Les doigts de fée
par Journal L'Attisée le 2017-12-01
Camille a 12 ans. Depuis quelque temps déjà ses parents lui accordent une allocation, en échange d’une participation aux tâches de la maison. Afin de lui inculquer le sens de l’épargne, ils exigent qu’elle dépose la moitié du montant au compte qu’ils lui ont ouvert; cela s’ajoutera un jour aux fonds qu’ils mettent de côté pour ses études. Elle peut dépenser à sa guise l’autre moitié de ses sous. Cette année-là, Camille est fière d’elle. Tout en s’offrant de temps à autre des gâteries, elle est parvenue à mettre de côté une bonne partie de ce dont elle pouvait disposer à sa guise. Elle aura donc le plaisir d’offrir à ses proches de modestes cadeaux de Noël. À l’approche des Fêtes, fébrilement, elle entreprend son magasinage en accordant beaucoup de soin au choix des présents pour qu’ils correspondent au goût des destinataires. Elle a vite fait de dénicher ce qui plaira à ses parents, son grand frère, sa petite sœur. Elle manque cependant d’inspiration en ce qui concerne sa grand-mère. Il lui semble que celle-ci a vraiment tout ce qu’il lui faut, d’autant plus qu’elle vit à présent dans un petit logis.
À quelques jours de Noël, Camille n’a toujours pas trouvé le cadeau qui comblerait grand-maman. Elle entre sans conviction dans un magasin de tissu et accessoires de couture : sa grand-mère, couturière émérite, a certainement tout ce dont elle a besoin en ce domaine. Parmi de menus objets, la fillette découvre un assortiment de dés. L’un d’eux est doré, tout brillant. Elle sait bien que sa grand-mère en possède plus d’un, mais celui-ci lui semble unique, à la hauteur de son immense talent. Au fil des années, combien de vêtements, costumes et jouets ont été fabriqués par les mains agiles! Camille jette donc son dévolu sur ce dé qui à ses yeux fait figure de trophée. Et c’est avec grande fierté que le matin de Noël elle offre ce petit trésor qu’elle a eu tant de mal à dénicher. Elle a pris soin de bien enrubanner le minuscule écrin et d’y joindre une carte : À toi ma chère grand-maman, afin de bien protéger un de tes doigts de fée. Le dé, si joli, tout doré, est jugé trop mignon pour être utilisé : il est déposé, bien en vue, sur une petite étagère au-dessus du poste de travail, dans la salle de couture où grand-mère réalise ses chefs d’œuvre.
Quelques années plus tard, Camille fait, avec sa classe, un voyage en France. Elle y visite de nombreux sites, monuments et bien sûr d’incontournables boutiques de souvenirs. Dans l’une d’elles, elle aperçoit de jolis dés en porcelaine de Limoges, finement enjolivés de motifs floraux. Elle en choisit un pour sa grand-mère : il tiendra compagnie au dé doré.

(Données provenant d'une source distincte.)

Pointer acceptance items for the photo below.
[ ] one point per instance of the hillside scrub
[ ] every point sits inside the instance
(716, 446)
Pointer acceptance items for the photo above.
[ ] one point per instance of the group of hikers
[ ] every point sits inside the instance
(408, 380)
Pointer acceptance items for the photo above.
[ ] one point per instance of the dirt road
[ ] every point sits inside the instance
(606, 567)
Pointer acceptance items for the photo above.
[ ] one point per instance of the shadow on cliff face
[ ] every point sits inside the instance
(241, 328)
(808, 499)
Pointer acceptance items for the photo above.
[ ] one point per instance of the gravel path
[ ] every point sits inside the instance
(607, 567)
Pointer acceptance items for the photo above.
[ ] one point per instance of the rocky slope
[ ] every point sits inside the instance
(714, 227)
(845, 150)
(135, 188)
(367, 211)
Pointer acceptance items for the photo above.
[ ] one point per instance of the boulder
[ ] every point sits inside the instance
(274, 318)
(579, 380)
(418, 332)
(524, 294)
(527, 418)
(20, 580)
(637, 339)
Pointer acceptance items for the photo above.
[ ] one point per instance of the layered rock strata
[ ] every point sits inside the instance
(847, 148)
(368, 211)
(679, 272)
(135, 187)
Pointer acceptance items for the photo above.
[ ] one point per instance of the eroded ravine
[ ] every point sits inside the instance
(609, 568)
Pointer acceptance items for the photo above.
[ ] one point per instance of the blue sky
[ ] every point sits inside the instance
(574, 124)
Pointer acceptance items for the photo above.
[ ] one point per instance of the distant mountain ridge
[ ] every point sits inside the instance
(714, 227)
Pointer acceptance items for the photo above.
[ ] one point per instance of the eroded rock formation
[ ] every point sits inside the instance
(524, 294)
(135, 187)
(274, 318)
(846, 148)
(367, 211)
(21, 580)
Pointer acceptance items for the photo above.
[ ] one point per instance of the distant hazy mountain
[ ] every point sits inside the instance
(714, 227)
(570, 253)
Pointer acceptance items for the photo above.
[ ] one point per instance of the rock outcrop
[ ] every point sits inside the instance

La jeune fille prend goût aux voyages; ses études, puis sa vie professionnelle la conduisent un peu partout dans le monde. Chaque fois, elle parvient à découvrir un dé représentatif de l’endroit visité. Cette initiative devient contagieuse, d’autres membres de la famille ramènent à grand-mère des dés originaux glanés au gré de leurs pérégrinations. Elle les expose dans un joli présentoir, fabriqué par l’amoureux de Camille, offert lui aussi en cadeau de Noël lors d’un mémorable réveillon.
Triste Noël cette année : c’est le premier sans grand-maman qui a récemment tiré sa révérence durant une absence de Camille qui globetrottait pour son travail. Celle-ci s’en veut de n’avoir pu l’embrasser une dernière fois… Malgré la peine, la famille se réunit, on perpétue la tradition, c’est un moment de souvenance, on échange des présents. Le dernier colis sous le sapin ne porte pas d’étiquette. La mère de Camille le lui remet : il vient de grand-mère. La jeune femme y découvre la collection, le présentoir et ce mot de la main aux doigts de fée : Ma Petite Soie, mon voyage s’achève, le tien est en devenir. J’emporte avec moi tout l’amour que vous m’avez donné. Grâce aux dés que toi et bien d’autres m’avez offerts j’ai pu imaginer vos périples. Ils m’ont été précieux; ils te reviennent tous, à toi l’initiatrice de cette jolie collection. Parmi eux mon préféré, mon premier, le dé doré.